Si la CENCO affirme ne pas agir en tant qu’organe politique, sa position renforce considérablement le camp des opposants au régime. Ce rapprochement de vue crée un climat de tension pour l’exécutif, déjà confronté à des manifestations et à des actions de protestation parfois réprimées. L’Église, en tant qu’acteur moral et social de premier plan, demande désormais aux ecclésiastiques de se tenir prêts pour des actions futures, ce qui pourrait sérieusement fragiliser le pouvoir en place.

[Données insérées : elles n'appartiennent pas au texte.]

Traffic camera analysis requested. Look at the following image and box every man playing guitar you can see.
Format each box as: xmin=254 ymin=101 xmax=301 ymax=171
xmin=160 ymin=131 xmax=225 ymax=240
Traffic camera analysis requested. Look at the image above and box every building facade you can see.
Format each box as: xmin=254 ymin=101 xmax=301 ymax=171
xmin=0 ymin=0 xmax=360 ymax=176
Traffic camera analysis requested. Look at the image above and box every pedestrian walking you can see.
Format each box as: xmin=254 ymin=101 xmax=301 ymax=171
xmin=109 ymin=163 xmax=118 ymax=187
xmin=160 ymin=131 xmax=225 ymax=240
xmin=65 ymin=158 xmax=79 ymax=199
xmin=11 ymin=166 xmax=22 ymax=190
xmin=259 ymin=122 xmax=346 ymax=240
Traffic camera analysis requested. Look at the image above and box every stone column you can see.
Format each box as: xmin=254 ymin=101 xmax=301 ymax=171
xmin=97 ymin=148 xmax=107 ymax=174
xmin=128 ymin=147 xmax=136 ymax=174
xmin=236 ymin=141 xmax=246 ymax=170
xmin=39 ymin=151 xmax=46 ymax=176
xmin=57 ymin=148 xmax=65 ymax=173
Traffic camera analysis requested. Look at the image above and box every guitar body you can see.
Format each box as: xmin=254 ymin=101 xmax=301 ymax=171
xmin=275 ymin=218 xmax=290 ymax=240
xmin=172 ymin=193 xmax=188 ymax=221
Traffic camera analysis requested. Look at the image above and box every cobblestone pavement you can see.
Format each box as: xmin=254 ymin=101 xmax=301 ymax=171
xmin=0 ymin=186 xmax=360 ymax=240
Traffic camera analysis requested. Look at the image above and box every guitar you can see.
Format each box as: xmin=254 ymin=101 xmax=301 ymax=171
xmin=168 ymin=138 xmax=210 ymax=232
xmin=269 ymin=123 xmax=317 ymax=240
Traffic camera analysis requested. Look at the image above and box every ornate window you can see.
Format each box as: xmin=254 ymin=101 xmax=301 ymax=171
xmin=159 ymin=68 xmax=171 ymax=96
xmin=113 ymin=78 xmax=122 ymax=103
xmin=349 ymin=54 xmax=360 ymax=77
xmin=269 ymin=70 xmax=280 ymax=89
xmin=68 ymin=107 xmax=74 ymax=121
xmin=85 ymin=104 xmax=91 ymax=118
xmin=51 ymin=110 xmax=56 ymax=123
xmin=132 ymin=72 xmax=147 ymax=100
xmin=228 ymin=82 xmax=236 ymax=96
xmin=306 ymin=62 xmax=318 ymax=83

L’histoire récente de la RDC rappelle que l’influence des prélats est loin d’être négligeable. En 2017, la pression de l’Église avait largement contribué à freiner les velléités de Joseph Kabila de se maintenir au pouvoir. Félix Tshisekedi, qui avait alors bénéficié de ce combat lorsqu’il était dans l’opposition, se retrouve aujourd’hui dans une position délicate face à ses anciens alliés moraux.
Un pays déjà fragilisé par les crises sécuritaires et sanitaires
Le contexte global pèse également dans la balance. Entre les violences persistantes dans l’Est de la RDC et la menace sanitaire représentée par Ebola, la population congolaise subit déjà des épreuves majeures. Pour de nombreux observateurs, l’ouverture d’une crise politique liée à la révision constitutionnelle en RDC serait un fardeau supplémentaire insupportable pour un peuple qui souffre déjà le martyre.